Frank Gehry's design for the Brooklyn Nets Arena at left, Ellerbe Becket's new design at right
Now that Atlantic Yards developer Bruce Ratner has kicked renowned architect Frank Gehry's design for the (potential) future home of the Brooklyn Nets aside for a less expensive design by way of Kansas firm Ellerbe Becket, it's time for politicians to weigh in. Mayor Bloomberg said he understood the economic realities that Ratner was facing; the Post reports that he said on his radio show, "I think Ratner came to the conclusion, in this day and age, you just cannot finance something as complex to build. There's no such thing as a straight wall with Frank. Frank is into curves."

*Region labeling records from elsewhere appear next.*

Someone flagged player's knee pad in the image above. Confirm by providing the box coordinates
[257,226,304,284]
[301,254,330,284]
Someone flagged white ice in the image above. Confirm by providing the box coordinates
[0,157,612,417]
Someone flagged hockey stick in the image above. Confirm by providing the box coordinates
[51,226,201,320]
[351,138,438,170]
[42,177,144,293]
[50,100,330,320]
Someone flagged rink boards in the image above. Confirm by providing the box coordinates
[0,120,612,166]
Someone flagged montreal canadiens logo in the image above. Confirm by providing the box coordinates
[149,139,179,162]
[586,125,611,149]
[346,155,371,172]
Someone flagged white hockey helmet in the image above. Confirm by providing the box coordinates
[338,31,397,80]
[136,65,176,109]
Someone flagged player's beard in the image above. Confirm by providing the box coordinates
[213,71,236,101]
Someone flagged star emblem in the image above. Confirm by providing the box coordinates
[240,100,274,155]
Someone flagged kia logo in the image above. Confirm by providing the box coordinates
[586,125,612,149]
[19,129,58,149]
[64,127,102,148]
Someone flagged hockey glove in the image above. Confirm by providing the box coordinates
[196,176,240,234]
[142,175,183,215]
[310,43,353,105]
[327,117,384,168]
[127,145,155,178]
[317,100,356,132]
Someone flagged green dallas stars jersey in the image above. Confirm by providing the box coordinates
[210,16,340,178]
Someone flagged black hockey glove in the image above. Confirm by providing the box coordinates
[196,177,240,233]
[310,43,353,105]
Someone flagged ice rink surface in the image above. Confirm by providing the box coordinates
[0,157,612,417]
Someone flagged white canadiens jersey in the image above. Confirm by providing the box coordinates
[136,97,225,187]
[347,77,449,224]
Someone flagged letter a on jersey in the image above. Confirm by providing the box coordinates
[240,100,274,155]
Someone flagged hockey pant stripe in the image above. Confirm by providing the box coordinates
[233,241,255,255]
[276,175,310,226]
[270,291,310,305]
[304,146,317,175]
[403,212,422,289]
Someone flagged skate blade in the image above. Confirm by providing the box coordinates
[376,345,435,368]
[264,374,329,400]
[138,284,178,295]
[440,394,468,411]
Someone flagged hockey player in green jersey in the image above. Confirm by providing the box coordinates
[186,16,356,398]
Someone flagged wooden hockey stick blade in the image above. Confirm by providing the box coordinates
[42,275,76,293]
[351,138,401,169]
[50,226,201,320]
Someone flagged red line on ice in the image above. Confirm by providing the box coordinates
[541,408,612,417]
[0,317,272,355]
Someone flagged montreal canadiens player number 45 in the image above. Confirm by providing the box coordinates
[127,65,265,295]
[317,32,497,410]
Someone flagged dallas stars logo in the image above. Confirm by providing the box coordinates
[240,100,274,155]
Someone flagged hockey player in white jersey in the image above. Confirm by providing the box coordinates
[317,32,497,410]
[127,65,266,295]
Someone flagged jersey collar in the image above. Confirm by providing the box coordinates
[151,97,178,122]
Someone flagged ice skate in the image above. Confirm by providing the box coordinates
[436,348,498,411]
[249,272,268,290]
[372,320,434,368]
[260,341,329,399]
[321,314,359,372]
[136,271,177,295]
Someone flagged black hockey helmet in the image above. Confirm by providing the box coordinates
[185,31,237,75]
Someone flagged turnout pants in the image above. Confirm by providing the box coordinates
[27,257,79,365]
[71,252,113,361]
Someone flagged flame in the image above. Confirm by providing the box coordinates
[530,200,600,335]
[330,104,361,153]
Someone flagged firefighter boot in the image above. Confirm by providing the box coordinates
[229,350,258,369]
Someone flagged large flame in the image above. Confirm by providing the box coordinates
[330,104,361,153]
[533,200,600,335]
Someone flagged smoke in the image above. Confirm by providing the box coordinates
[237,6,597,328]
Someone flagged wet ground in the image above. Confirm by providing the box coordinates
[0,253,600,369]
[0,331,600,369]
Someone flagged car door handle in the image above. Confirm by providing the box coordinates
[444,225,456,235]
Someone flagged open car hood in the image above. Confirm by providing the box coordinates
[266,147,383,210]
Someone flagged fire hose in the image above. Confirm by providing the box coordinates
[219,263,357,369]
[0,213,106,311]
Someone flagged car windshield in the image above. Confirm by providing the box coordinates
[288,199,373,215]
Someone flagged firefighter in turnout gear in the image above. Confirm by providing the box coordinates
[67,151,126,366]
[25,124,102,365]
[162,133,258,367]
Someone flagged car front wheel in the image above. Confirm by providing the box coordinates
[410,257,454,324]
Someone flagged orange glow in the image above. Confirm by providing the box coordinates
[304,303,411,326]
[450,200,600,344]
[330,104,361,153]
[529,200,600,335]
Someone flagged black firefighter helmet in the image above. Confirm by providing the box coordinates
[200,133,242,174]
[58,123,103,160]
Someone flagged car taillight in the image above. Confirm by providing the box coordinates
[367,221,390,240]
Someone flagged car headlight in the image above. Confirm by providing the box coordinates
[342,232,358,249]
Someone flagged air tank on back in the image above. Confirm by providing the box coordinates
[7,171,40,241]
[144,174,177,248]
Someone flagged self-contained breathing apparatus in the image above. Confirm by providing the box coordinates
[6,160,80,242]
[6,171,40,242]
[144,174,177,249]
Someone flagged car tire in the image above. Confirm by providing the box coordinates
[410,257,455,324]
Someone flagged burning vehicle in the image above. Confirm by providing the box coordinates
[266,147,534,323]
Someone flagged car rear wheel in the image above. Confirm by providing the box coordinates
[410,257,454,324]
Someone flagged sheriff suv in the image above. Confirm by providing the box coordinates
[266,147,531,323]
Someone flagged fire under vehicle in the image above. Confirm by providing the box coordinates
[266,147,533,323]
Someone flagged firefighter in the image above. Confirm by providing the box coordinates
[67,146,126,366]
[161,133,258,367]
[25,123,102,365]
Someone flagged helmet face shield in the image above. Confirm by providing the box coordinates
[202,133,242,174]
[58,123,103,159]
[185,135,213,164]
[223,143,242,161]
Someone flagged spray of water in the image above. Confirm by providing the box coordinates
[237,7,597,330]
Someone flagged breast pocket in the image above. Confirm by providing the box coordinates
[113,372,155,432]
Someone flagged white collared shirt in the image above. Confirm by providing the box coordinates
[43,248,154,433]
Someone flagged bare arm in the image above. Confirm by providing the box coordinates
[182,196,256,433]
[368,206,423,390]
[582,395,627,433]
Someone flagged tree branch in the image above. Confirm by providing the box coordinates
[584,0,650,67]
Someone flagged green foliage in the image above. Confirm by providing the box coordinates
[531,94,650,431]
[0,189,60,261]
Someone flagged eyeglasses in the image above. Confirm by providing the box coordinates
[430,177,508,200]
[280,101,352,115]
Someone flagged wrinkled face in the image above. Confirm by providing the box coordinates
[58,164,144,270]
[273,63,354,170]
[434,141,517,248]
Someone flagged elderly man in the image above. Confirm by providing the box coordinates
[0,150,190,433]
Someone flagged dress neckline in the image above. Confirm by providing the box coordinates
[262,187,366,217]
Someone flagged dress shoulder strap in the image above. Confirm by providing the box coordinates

Gehry's design would have cost $1 billion, while the Ellerbe Becket design could be around $200 million less. Bloomberg did pump Gehry up, also saying, "Frank Gehry, who is a genius, designed a spectacular [arena]." The Post also notices that Brooklyn Borough President Marty Markowitz seems to have backtracked on his statement that the Gehry design is "world class"—now the Beep says Gehry's design is "too ultra-modern...I think the new design is actually better for Brooklyn."
And the Post's Steve Cuozzo laments the end of the Gehry design, "SO sad. So irreversible. And so inevitable... The new arena design now on the table bears as much resemblance to Gehry's as a Dumpster does to his Guggenheim Museum in Bilbao." He lays blame (credit?) for the Gehry structure's demise on the "Orwellian-titled" Develop Don't Destroy Brooklyn for stalling Ratner's Atlantic Yards development for the past four years. DDDB writes, "While Cuozzo is correct that dumping Gehry could be devastating for the Atlantic Yards project (though his hyperbole that the project is dead is Orwellian), his Orwellian doublethink, newspeak makes milk come out of our noses, full speed. "





"Beep says Gehry's design is "too ultra-modern...I think the new design is actually better for Brooklyn."
Since when does a fool make architectural or aesthetic rulings?
How about who gives a fuck about a bunch of oversized gorillas playing a stupid game based on a peach basket placed above their heads? Let them stay in Jersey. They deserve what they be.
Regardless of whether you wanted an arena in Brooklyn or not, an arena is going to be built. So what did the anti-development guys get for their efforts? A piling up of costs to the point that a bland hangar will be built instead. Is that something to be proud of?
In New York, anti-developers are always exercising their power just as Orwell said, for the sake of exercising power. Nothing gets built without a fight and, in the end, we are all poorer for it.
Anyone here old enough to remember the Westway fight? We could have had a great waterfront all along the west shore of Manhattan, instead we got a pencil thing park with a highway cutting across. Supposedly it was the striped bass they were defending, as if that fish could not nest anywhere else along the hudson and on the Jersey side.
The fights in the 1950s and 1960s against the Rober Moses cross-town highways led to some people acquiring power and a patina of respectability. It is that power that they refuse to let go. If they don't fight they lose it, so they live to oppose.
Have you seen the renderings of the Moses expressways that were never built? They would have been disastrous. As valuable as real estate in Manhattan is (and continues to be even in this recession), we would have lost enormous swaths of it to highways, including something like 14 entire blocks of Midtown. Soho as we know it wouldn't exist today. Cities with highways cutting through them call them terrible dividers, slicing neighborhoods apart. And for what? So people from Queens and Brooklyn can get to Jersey faster?
As for Westway, there's a good chance it would have turned into New York's own "Big Dig," years past schedule and billions over budget.
Back on topic, if Nets Arena never gets built, it'll be no great loss.
Only $200 million less for a crappy cookie-cutter olde-timey arena? I mean, they are planning to floor it with sawdust, aren't they?
Good job DDDB, thanks for the boring arena. >:0
Stadiums and Arenas actually have a negative effect on the economy. Look at the area surrounding yankee stadium. it's all 'hood' and stuff.
I'm not opposed to the arena or the high-rises, however Ratner could have built—a long time ago—whatever he wanted on or above the rail yards.
If he wanted to expand his plan, he should have approached any of the adjacent property owners and asked them directly if they'd be willing to sell.
The misuse of eminent domain means that Atlantic Yards, as is, is development from above and by fiat. It is not what Ratner's neighbors choose to do or do by themselves.
We can only hope and dream that the new design is as genius as Ratner's other projects?
Have you been inside the beautiful Atlantic Center?
It's a masterpiece of planning and design.
The way that they fit 4 crappy stores into one gigantic mall and the way it takes 20 minutes to walk from one store to another is brilliant.